Poshmark Inc. POSH, + 141.67%, the e-commerce platform that went public on Thursday, has the heart of a traditional retailer, but its eyes set on the future of digital shopping, according to CEO Manish Chandra. “The experience is simple, extremely social, and reminds you of what it used to be,” Chandra told MarketWatch shortly after the company’s stock went public.

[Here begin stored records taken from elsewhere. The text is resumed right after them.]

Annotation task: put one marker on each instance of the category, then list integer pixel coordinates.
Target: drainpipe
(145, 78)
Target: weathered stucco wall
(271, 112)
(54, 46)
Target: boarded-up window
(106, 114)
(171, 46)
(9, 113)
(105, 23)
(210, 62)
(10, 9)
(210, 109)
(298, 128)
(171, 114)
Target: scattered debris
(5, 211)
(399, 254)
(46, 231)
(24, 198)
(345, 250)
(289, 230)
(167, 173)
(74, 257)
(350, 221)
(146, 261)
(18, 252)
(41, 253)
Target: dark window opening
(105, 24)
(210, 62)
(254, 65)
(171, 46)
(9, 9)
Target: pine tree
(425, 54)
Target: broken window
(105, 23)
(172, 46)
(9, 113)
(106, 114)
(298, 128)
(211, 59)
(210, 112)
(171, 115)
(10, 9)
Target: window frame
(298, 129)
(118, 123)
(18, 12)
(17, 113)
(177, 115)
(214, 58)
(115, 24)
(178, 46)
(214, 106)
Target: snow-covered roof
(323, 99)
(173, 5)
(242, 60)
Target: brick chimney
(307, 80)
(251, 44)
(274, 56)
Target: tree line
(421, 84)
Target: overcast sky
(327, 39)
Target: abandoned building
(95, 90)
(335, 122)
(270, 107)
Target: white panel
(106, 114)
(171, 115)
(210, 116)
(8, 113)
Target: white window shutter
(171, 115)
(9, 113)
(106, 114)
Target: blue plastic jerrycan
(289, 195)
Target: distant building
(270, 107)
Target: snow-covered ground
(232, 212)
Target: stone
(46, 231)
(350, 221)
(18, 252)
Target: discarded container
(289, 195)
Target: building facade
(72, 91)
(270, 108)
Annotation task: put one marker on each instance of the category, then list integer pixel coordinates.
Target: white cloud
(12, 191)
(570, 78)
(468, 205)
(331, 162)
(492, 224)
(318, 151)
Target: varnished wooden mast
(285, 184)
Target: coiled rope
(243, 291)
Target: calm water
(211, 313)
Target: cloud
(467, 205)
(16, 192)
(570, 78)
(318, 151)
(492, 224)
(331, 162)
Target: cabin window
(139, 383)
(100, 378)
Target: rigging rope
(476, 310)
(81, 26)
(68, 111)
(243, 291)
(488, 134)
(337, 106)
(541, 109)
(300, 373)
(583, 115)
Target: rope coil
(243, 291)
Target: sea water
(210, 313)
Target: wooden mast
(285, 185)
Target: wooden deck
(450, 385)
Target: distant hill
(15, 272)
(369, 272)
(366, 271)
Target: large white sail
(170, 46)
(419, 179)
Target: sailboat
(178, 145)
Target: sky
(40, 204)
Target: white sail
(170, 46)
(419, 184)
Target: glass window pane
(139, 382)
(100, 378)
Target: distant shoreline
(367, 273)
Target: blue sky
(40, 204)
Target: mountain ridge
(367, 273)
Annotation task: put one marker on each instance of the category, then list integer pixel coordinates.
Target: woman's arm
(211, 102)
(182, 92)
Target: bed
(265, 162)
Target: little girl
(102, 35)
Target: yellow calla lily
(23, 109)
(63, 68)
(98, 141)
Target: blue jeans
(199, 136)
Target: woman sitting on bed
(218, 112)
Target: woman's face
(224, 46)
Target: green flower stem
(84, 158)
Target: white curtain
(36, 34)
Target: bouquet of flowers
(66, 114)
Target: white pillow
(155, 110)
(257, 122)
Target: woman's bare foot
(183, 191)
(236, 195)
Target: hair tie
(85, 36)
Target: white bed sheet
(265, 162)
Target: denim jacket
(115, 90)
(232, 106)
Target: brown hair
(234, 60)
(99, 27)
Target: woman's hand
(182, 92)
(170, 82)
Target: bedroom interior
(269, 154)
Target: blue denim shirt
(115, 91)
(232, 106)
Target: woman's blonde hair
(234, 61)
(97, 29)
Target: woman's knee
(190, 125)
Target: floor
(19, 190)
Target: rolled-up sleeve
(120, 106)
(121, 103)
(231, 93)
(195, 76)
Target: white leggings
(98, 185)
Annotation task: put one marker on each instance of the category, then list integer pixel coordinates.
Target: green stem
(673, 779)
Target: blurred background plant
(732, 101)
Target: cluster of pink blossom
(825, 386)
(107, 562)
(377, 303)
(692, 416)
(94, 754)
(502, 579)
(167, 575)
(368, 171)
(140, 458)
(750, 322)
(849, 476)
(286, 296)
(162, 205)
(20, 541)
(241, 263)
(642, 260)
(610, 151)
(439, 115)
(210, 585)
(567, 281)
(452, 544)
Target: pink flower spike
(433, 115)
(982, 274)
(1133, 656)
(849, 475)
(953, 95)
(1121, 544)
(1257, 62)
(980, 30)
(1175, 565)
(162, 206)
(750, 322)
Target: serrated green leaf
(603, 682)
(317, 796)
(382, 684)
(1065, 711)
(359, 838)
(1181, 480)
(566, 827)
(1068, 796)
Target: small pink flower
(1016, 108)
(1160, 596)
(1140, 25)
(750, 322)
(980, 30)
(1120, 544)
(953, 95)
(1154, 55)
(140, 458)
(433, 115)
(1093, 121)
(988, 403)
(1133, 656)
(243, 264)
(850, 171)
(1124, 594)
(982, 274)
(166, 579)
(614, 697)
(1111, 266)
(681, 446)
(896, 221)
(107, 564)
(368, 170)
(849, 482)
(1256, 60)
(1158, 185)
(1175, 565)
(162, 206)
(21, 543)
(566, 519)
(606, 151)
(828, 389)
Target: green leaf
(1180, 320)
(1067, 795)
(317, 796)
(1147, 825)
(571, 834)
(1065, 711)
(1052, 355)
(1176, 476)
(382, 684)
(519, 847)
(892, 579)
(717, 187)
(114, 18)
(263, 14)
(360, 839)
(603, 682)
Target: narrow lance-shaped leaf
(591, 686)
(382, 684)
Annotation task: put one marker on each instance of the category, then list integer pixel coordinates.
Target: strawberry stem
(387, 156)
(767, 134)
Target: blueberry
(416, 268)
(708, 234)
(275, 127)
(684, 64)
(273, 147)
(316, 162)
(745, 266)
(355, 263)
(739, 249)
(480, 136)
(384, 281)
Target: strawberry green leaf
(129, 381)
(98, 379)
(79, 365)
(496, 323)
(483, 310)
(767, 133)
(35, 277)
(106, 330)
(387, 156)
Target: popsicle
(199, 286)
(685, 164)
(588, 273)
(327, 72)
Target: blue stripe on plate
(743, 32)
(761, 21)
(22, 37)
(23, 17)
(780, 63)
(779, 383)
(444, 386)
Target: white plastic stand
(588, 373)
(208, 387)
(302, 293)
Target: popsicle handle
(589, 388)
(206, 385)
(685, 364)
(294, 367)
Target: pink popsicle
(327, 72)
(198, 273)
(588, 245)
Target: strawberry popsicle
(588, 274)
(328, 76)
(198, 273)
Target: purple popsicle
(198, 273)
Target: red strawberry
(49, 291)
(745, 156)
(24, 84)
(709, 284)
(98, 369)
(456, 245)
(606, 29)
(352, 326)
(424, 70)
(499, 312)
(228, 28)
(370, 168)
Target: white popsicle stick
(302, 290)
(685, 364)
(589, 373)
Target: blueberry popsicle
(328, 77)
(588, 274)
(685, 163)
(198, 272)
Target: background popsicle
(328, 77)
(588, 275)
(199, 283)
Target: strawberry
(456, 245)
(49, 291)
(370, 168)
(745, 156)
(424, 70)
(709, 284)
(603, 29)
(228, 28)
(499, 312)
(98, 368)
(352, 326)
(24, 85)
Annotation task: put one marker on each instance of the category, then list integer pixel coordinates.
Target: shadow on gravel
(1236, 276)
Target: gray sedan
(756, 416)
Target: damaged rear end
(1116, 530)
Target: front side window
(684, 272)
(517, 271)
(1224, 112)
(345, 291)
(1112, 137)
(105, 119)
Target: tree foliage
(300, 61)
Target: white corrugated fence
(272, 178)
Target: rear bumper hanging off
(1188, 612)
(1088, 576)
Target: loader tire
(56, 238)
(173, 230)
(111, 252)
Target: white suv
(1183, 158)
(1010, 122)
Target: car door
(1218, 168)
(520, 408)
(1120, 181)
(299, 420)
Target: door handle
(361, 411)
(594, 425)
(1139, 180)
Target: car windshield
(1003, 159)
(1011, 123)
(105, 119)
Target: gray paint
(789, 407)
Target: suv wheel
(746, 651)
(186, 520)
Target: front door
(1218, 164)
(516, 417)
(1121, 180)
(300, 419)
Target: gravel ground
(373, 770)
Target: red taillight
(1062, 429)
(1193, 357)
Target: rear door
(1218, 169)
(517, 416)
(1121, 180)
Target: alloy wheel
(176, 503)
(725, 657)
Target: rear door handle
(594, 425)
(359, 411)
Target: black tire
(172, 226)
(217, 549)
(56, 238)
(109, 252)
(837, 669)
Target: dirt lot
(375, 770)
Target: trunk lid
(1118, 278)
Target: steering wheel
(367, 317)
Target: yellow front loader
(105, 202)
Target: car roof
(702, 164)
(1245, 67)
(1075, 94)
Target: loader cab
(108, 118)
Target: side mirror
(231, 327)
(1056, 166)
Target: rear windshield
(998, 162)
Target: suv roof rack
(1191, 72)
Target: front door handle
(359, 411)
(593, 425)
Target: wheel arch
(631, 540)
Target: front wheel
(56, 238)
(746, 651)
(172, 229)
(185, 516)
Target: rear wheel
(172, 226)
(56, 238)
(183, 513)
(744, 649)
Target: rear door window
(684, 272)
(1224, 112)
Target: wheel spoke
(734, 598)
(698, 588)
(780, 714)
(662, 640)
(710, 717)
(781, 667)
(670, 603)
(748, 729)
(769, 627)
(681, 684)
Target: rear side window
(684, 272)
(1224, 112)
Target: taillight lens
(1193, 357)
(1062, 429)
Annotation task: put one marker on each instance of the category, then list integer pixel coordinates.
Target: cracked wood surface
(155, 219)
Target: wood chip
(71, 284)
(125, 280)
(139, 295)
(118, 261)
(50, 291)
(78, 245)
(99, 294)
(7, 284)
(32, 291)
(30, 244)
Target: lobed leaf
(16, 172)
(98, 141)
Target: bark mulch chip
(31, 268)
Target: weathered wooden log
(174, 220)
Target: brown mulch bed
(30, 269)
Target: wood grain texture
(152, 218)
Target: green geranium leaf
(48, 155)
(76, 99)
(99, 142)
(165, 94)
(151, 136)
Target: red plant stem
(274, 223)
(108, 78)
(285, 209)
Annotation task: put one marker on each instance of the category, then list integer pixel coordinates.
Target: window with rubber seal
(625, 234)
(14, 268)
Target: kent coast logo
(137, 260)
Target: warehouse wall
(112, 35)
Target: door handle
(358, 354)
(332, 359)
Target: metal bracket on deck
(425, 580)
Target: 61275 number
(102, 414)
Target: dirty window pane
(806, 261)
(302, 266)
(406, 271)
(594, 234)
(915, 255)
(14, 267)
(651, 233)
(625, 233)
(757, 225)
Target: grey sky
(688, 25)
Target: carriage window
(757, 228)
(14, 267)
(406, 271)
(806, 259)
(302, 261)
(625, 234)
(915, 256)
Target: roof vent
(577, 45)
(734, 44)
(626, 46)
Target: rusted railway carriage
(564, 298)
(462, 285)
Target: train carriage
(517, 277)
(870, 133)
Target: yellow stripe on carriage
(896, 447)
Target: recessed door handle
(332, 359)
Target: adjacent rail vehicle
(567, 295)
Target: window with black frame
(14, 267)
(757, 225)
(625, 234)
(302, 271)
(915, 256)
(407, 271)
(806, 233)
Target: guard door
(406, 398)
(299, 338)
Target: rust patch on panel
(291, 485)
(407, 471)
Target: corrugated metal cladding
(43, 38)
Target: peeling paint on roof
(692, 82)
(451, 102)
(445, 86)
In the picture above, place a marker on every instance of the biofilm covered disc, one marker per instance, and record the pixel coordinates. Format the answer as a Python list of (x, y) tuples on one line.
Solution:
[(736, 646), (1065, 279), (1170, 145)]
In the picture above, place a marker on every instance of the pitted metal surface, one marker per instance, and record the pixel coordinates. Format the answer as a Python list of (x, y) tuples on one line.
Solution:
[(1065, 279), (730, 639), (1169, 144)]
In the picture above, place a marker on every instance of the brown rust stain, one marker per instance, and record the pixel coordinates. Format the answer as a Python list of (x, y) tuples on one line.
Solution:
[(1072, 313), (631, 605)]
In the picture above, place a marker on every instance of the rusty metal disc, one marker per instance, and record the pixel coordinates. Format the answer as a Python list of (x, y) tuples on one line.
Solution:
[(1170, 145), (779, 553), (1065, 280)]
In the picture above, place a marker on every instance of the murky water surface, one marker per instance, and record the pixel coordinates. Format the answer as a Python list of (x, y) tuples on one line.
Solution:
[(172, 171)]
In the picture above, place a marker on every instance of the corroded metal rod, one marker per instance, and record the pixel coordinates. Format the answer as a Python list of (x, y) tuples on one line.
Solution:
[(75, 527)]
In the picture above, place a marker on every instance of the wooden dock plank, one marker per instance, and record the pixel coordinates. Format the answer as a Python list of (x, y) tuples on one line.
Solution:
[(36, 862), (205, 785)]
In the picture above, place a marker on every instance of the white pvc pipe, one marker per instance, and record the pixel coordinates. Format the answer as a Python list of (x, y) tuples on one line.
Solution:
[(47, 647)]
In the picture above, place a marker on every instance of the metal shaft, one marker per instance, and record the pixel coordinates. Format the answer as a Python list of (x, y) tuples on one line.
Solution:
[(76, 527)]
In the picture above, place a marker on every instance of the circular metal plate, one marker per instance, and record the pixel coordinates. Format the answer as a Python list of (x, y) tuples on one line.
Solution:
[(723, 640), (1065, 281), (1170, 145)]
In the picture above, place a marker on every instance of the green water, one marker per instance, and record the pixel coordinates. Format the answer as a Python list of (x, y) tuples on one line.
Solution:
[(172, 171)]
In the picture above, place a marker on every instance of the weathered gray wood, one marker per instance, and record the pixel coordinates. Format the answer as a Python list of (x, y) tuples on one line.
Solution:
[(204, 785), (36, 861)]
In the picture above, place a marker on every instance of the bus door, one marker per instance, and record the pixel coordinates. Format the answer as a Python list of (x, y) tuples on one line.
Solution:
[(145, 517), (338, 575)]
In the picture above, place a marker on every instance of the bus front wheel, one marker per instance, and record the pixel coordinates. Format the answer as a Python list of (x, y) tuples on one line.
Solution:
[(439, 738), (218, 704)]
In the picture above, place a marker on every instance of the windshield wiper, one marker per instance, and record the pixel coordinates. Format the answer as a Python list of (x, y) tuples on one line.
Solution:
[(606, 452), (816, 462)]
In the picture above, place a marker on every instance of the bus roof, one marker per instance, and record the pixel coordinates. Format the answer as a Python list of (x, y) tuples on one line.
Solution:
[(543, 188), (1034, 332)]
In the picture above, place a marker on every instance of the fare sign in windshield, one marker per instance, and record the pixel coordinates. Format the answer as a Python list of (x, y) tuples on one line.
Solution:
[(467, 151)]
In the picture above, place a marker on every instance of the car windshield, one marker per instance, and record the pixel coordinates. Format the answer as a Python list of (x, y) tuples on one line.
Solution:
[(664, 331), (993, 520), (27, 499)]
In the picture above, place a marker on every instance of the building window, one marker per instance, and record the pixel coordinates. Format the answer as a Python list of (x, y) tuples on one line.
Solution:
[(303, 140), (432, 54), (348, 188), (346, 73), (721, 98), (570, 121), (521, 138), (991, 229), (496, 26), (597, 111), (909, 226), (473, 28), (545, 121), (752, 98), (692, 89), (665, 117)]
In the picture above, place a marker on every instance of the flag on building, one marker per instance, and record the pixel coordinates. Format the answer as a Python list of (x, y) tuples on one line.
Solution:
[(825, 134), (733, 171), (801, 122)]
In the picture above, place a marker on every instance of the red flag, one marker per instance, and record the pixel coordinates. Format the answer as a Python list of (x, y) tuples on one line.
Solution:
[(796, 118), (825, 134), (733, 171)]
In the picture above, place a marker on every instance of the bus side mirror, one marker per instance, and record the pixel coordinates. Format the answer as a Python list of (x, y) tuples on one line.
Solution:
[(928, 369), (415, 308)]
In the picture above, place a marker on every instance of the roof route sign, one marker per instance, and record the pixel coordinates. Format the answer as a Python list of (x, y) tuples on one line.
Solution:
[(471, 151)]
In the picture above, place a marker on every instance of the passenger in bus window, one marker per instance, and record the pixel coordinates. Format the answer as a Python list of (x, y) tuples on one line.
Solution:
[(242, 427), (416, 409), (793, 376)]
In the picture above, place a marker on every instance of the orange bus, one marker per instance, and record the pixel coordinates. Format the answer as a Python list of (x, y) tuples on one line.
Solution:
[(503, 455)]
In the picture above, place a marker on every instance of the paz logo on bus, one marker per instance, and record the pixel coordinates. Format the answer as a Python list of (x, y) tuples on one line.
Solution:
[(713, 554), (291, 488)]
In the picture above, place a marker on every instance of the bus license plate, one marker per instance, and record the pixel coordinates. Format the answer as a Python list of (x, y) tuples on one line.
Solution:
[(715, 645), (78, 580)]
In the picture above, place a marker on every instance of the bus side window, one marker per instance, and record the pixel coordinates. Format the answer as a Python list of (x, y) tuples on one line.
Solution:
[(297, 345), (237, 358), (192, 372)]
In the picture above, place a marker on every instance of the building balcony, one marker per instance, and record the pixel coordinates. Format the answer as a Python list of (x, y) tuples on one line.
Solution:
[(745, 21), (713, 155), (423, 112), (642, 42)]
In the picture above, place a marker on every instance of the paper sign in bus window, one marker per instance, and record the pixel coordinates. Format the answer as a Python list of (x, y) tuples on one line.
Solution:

Poshmark draws inspiration from old school retail to create an experience for the future
“You go into a store, talk to someone and do the shopping.” A “social marketplace” that sells new and second-hand items, buyers can interact with sellers through social media features such as “likes” and comments. See: Poshmark IPO: 5 Things To Know About The Online Marketplace Before It Goes Public Video has also become an important tool for marketers, as it has been for everyone during the coronavirus pandemic. “Video has taken on a new meaning in 2020,” said Chandra. “The last decade started as the birth of mobile devices. Over the next decade, there will be a lot of innovation, certainly that includes video. “Plus, these technologies allow you to shop with your friends, without leaving home. The past year has also demonstrated the value of flexibility, which is key to Poshmark’s business, Chandra said. When COVID-19 brought shoppers home and put more comfortable clothes on them, Poshmark’s offerings quickly changed thanks to agile sellers doing business in the marketplace. Poshmark doesn’t actually own any inventory “When you think of a social market like ours with a model of high diversity, light assets … the adaptability is very high and the seasonality is much lower. That is why we are so excited in terms of the future of shopping,” he said. Poshmark’s first trade was $ 97.50 after setting a price of $ 42 a share. The stock closed the day up nearly 142%. Renaissance IPO ETF IPO, -0.24%, has skyrocketed 110 .7% over the past year. The S&P 500 SPX Index, -0.38%, was up 15.6% during the period.